Student Question:
Master, I’ve been studying investing lately but can’t quite grasp its meaning. I keep chasing price swings — buying on the way up, selling on the way down. What should an ordinary investor really be focusing on?
Master Chi’s Response:
First, don’t fixate on buying cheap.
Buying shares in a mediocre company at a rock-bottom price is far less rewarding than buying shares in an excellent company at a reasonable price. Only excellent companies can deliver long-term, high-quality returns.
Second, when conditions turn against you, cut your losses without hesitation. Conversely, when fortune arrives, you must bet decisively and heavily.
Fortune means actively seeking out exceptional investment opportunities — and that requires patience beyond the ordinary. Waiting for a long time is genuinely difficult. But surviving the long wait is only the first step. Even if you do find that exceptional opportunity, whether you can hold onto it over time is another matter entirely.

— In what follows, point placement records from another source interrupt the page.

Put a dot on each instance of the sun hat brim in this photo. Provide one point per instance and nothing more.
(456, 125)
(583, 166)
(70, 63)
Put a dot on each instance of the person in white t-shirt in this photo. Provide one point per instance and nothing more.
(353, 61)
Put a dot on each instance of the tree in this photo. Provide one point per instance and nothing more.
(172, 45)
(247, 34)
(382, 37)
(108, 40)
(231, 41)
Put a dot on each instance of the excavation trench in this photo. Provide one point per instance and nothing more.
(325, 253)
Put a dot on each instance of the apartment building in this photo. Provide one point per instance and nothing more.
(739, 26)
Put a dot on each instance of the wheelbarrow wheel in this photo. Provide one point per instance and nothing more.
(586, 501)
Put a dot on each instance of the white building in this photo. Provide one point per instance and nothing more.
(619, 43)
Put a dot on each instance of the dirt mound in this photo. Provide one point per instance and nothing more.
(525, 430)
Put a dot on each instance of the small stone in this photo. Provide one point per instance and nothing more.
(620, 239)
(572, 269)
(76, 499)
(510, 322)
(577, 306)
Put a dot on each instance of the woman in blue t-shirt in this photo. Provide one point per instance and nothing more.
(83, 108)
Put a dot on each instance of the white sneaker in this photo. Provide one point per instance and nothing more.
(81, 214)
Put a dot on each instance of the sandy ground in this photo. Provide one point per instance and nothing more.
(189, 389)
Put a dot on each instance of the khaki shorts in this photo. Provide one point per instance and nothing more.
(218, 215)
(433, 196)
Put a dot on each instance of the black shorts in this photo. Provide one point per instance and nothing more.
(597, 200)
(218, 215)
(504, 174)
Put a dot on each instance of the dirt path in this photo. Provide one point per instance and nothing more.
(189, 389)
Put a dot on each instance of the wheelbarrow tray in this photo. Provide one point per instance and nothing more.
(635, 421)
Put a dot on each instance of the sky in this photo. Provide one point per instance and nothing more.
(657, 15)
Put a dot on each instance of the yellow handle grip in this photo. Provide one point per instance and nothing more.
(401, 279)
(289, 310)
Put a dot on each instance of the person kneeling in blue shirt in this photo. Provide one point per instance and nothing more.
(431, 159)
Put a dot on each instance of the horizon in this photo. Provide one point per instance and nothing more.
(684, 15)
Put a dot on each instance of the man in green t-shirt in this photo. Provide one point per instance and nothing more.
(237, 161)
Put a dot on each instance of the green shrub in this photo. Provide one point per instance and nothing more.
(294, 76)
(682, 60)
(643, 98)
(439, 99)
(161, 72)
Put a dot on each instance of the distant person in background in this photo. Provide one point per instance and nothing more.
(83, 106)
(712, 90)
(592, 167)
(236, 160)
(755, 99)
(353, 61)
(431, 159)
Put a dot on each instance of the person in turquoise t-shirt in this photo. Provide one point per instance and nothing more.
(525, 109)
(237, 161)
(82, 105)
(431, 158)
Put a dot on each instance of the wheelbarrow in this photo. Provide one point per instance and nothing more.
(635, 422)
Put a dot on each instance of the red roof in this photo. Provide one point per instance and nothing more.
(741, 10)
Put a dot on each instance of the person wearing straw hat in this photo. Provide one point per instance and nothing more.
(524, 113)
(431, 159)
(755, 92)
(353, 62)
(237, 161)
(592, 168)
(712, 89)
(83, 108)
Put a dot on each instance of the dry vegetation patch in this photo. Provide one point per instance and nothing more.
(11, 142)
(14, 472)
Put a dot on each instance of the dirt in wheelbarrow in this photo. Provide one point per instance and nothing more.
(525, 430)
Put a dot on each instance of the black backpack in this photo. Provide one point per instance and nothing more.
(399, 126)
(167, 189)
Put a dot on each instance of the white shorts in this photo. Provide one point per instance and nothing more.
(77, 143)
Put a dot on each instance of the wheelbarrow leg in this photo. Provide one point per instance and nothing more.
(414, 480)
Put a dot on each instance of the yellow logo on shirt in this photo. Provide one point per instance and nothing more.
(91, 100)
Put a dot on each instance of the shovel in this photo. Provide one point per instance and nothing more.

Markets are shaped by a vast number of investors acting together. Short-term movements are unpredictable. If you want to hold forever, you must avoid investing with borrowed money — debt will make it nearly impossible to maintain your patience. For an investor, patience is not merely a mindset. It is a long-term strategy forged through rational planning.
Third, investment comes down to two things: value and growth. Value is the essence of investing; growth is the premium you invest for.
For the ordinary investor seeking sustained positive returns: don’t expect a salary to make you wealthy. Put value first — only companies or individuals that genuinely create value have any chance of surviving in competition. And finally, learn to correctly understand the patience that lies behind growth — and the true meaning that patient holding acquires through the actual practice of investing.